In sostanza quell’alleanza era un patto nato dalla disperazione, dal timore di perdere malamente le elezioni anticipate. Ma la formula ha funzionato molto meglio del previsto. Una mano l’ha data la pandemia: altrimenti Matteo Renzi avrebbe rotto la coalizione probabilmente già nella primavera del 2020. Di più: Pd, M5s e anche Leu si sono trovati in grande sintonia nella gestione dell’emergenza, sia quella sanitaria sia quella economico-sociale. E hanno scoperto un’inaspettata sintonia anche in altri campi della politica – una sintonia che sembrava preludere a un allontanamento dallo schema tripolare per tornare a un nuovo bipolarismo tra centro-destra e “alleanza dei progressisti” o “campo largo” che dir si voglia.

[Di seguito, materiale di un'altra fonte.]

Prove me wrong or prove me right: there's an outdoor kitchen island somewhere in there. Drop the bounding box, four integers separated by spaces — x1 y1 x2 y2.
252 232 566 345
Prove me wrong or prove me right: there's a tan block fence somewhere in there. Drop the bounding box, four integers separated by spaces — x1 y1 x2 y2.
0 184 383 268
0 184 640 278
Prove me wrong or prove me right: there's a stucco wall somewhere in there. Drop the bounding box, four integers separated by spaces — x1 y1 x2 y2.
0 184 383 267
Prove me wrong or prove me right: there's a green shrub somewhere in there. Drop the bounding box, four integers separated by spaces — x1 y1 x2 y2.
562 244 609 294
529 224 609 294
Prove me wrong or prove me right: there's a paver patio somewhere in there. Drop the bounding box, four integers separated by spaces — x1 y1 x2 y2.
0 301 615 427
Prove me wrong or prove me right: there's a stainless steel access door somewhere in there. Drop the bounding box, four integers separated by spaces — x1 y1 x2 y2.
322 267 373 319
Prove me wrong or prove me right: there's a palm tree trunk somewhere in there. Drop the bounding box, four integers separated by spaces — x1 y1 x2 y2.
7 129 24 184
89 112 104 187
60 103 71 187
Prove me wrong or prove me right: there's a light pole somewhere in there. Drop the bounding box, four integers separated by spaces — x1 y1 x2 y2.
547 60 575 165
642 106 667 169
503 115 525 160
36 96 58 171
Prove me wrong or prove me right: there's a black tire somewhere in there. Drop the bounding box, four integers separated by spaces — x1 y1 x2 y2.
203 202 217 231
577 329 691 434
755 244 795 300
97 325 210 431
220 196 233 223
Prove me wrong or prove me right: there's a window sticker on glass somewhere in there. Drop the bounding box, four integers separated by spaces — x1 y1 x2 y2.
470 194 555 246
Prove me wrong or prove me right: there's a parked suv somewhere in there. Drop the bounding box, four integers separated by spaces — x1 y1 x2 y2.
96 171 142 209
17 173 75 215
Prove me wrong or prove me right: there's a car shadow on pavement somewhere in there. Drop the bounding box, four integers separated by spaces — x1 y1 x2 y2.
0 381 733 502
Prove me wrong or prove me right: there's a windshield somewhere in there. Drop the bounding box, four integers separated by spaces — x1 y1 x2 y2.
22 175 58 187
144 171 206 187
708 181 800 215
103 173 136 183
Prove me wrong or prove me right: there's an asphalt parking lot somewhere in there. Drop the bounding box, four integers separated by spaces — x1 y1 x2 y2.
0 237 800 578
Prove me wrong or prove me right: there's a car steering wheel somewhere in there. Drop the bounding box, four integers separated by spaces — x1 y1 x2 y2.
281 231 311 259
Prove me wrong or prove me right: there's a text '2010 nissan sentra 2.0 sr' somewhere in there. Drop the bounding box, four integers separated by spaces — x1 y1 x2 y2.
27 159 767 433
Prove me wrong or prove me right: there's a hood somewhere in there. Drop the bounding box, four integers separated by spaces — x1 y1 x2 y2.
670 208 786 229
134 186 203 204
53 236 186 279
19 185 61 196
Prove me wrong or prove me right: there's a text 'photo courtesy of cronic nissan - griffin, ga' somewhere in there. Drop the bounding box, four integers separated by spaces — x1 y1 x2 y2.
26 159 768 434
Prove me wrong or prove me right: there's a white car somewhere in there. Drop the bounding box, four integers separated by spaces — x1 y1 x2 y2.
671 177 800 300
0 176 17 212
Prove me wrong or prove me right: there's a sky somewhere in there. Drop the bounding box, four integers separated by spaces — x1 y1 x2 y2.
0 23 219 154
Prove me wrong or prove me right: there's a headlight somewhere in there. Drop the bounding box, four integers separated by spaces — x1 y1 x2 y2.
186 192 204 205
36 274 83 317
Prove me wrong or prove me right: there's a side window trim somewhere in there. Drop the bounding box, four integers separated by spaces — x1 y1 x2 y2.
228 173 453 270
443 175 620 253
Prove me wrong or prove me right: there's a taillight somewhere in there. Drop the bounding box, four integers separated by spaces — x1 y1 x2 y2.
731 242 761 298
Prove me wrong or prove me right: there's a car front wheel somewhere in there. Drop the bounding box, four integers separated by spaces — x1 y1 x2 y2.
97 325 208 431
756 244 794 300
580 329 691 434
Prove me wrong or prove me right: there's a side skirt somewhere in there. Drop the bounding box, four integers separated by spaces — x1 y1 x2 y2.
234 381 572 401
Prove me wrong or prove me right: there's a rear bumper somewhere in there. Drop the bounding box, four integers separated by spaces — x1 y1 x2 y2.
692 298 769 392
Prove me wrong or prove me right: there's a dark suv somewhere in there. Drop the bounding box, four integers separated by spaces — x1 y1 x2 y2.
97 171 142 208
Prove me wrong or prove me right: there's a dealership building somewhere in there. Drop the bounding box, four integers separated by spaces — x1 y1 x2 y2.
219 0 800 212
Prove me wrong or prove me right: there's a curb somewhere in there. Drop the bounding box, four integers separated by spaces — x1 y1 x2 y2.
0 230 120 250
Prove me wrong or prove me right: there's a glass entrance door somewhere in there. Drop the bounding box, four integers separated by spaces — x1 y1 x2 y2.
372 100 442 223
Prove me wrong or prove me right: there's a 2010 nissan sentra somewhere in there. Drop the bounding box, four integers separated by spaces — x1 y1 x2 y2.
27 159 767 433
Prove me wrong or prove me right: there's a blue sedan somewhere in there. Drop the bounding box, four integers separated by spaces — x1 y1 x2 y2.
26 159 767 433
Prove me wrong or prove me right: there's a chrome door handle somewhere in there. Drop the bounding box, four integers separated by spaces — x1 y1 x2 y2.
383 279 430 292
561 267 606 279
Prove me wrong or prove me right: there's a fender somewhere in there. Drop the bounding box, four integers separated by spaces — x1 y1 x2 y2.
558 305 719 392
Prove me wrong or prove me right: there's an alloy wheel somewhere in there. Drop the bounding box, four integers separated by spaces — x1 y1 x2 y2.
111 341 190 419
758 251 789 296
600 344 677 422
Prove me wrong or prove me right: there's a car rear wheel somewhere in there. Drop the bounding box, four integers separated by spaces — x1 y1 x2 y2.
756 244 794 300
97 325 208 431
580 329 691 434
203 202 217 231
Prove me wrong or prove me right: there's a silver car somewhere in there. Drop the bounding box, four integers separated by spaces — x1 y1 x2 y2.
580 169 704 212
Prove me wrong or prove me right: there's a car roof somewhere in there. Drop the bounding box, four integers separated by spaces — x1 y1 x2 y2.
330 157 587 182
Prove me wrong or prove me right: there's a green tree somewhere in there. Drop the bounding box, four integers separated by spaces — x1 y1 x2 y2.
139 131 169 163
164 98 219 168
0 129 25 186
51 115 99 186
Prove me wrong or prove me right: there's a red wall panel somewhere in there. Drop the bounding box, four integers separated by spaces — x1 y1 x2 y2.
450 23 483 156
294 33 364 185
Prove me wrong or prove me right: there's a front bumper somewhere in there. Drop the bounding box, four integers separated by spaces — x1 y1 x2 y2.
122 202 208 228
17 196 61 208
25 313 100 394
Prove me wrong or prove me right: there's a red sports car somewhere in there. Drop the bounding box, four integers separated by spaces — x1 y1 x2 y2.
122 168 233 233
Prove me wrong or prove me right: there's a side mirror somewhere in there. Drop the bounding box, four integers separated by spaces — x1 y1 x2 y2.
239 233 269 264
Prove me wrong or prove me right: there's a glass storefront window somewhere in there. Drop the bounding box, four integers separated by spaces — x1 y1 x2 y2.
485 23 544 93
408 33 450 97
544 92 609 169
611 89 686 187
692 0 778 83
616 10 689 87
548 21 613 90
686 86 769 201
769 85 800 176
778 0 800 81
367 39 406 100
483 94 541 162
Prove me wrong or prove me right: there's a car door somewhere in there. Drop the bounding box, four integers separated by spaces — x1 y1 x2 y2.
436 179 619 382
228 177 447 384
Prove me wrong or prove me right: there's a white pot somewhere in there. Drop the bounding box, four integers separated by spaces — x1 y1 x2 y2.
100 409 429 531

Ma quando Matteo Renzi ha tolto il suo sostegno al governo Conte II di nuovo il parlamento si è trovato senza maggioranze politiche in grado di formare un nuovo governo. E di nuovo le paure di molti partiti – e di moltissimi parlamentari – di fronte alla prospettiva di elezioni imminenti, hanno portato all’approvazione di un esecutivo retto addirittura dalle principali forze di tutti e tre i poli espressi dal voto del 2018, dal centrodestra con la Lega e Forza Italia al M5s al centrosinistra con il Pd e LeU.
Quell’esperienza è definitivamente conclusa, ma possiamo ritenere conclusa anche la lunga fase del tripolarismo italiano. Ma finisce in un modo per certi versi inaspettato. Per buona parte della passata legislatura abbiamo visto un centrodestra (ormai piuttosto destra-centro) spaccato, con Forza Italia e Fratelli d’Italia all’opposizione contro la Lega al governo (2018-2019) e poi con Fdi all’opposizione contro un governo retto anche grazie al sostegno di Forza Italia e Lega (2021-2022). Ma quella frattura si è ricomposta come d’incanto, grazie al fatto che Salvini e Berlusconi hanno bruscamente voltato le spalle al premier Draghi. Rinasce così un polo di centro-destra a trazione sovranista e populista compatto e coeso.
Invece, ironia della sorte, il Pd e i Cinque stelle, malgrado abbiano marciato fianco a fianco dall’estate 2019 fino ai giorni appena passati, ora si trovano profondamente divisi gli uni dagli altri ed è naufragato il tentativo, almeno in partenza per niente velleitario, di formare un robusto polo delle forze progressiste, unito sia sul campo dei diritti civili sia su quello dei diritti sociali. Invece Enrico Letta si trova con un centrosinistra azzoppato che, guardando i sondaggi attuali, potrà difficilmente competere con la destra-centro.
Rimangono i Cinque stelle. Ma non rimane niente della loro capacità di costituire di nuovo un terzo polo, di creare entusiasmo tra gli elettori, di scompigliare i giochi della politica italiana. Manderanno una piccola pattuglia di deputati e senatori a Roma, niente di più.
E da tripolare l’Italia si troverà di nuovo bipolare. Peggio: si troverà con un polo e mezzo. Questa è un’ottima notizia per Giorgia Meloni e Matteo Salvini. Tutt’altra questione è se sia una buona notizia per l’Italia e l’Europa.